The Harsh Light of Remote Work

I came across the Remote Only manifesto recently, and while reading the points was struck by a common theme.

One of the major hurdles to remote work adoption is that it involves doing hard work in areas that people find tedious and hugely prefer to skip if they can get away with it.

Documenting things, standardizing things, careful and thorough written communication, having to examine carefully the work someone has produced to judge their performance, etc.

There are all sorts of ways to fudge these things when you all commute to the same building every day. You can see when someone is physically present in the building or not. You can get around poorly documented processes by tapping someone on the shoulder. The problem is, these things are all ephemeral and poor substitutes for actual value added.

harsh light

Effective remote work arrangements kind of force you to get your shit together as a working group and do the stuff you really should have been doing all along.

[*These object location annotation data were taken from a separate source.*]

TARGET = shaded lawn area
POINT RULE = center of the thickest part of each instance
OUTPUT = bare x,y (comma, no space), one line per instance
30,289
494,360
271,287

It's like when organizations get excited about open-sourcing a cool piece of their internally developed software. Suddenly when you're about to expose it to the light for general consumption, you realize all the design flaws that have left it tightly coupled to what should be isolated systems and how you don't have a reliable build process but have relied on Jerry who "sets you up" when you join the company so you can compile the damn thing. In short, it exposes all the places where you took shortcuts instead of sticking to good software design practices.

Remote work can shine a harsh light on the flaws of an organization. Walk into the light.